Dialogreihe endet mit Würdigung Hans-Jochen Vogels: Markt Schwabener Sonntagsbegegnungen
von Doris Kirchner

Mit der 125. Sonntagsbegegnung am 1. Februar 2026 ist eine über mehr als drei Jahrzehnte gewachsene, außergewöhnliche Dialogreihe zu Ende gegangen. Initiator der Sonntagsbegegnungen war der Psychotherapeut und frühere Markt Schwabener Bürgermeister Bernhard Winter. Über 34 Jahre hinweg brachte er bei insgesamt 125 Veranstaltungen Persönlichkeiten aus Politik, Wirtschaft, Kirche, Wissenschaft und Kultur zusammen. Rund 25.000 Besucherinnen und Besucher nahmen teil, 257 Dialogpartnerinnen und -partner gestalteten die Gespräche. Ziel war stets der überparteiliche gesellschaftliche Austausch.
Innenminister Joachim Herrmann dankte Bernhard Winter für mehr als drei Jahrzehnte Engagement für den demokratischen Dialog. Eine Besonderheit der Sonntagsbegegnungen war, dass alle Referentinnen und Referenten auf Honorare verzichteten. Die verbleibenden Einnahmen wurden gespendet. Insgesamt flossen mehr als 40.000 Euro in soziale und internationale Hilfsprojekte, unter anderem nach Tschernobyl, Indien und Sri Lanka sowie in regionale Initiativen wie einen Spielplatz in Markt Schwaben, den Münchner Blaulicht-Verein und ein Behindertenprojekt.

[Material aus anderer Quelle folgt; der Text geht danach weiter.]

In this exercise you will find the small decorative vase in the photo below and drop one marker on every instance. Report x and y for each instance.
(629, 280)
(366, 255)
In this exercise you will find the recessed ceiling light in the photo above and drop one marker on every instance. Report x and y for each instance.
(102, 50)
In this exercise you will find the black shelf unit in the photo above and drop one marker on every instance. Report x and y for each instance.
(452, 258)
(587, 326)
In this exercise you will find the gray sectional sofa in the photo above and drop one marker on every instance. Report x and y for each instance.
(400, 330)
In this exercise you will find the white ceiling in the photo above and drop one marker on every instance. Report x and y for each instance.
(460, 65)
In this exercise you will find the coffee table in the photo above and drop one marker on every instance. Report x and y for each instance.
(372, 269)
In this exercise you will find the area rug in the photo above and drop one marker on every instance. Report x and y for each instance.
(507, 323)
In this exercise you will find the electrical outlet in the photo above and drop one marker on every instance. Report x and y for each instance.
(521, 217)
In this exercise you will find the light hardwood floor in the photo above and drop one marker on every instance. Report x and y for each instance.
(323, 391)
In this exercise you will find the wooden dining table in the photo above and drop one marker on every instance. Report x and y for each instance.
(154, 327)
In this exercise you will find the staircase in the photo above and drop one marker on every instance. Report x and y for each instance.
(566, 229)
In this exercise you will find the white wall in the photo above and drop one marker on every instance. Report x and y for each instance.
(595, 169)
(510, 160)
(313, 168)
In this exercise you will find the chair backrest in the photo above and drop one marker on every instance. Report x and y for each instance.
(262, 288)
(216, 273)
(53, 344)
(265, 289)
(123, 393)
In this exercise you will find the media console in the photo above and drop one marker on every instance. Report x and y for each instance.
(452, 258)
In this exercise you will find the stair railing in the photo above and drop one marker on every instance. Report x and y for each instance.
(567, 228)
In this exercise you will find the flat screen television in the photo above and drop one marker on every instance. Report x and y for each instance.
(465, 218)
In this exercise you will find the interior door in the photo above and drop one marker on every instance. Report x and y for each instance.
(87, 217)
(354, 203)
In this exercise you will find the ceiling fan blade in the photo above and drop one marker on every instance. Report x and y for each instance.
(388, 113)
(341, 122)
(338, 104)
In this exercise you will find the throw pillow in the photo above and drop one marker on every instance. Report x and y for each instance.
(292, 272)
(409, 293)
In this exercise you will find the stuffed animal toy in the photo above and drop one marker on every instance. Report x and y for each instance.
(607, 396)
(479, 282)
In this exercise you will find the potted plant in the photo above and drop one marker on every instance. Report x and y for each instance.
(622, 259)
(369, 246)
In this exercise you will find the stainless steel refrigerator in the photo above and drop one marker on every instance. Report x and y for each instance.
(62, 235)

Im Mittelpunkt der Abschlussveranstaltung stand die Würdigung Hans-Jochen Vogels, einer prägenden Figur der deutschen Nachkriegspolitik. Der Schirmherr der Markt Schwabener Sonntagsbegegnungen hätte am 3. Februar 2026 seinen 100. Geburtstag gefeiert. Joachim Herrmann erinnerte an Vogels Laufbahn als Oberbürgermeister von München und Berlin, Bundesminister, Kanzlerkandidat sowie Partei- und Fraktionsvorsitzender der SPD. Vogel habe Verantwortung auf kommunaler, Landes- und Bundesebene übernommen und dabei Maßstäbe gesetzt. Herrmann hob insbesondere Vogels Werteorientierung, sein politisches Ethos und seine klare Haltung in Zeiten des RAF-Terrors hervor. Über Parteigrenzen hinweg habe Vogel aufgrund seiner Bescheidenheit und seines christlichen Glaubens hohes Ansehen genossen.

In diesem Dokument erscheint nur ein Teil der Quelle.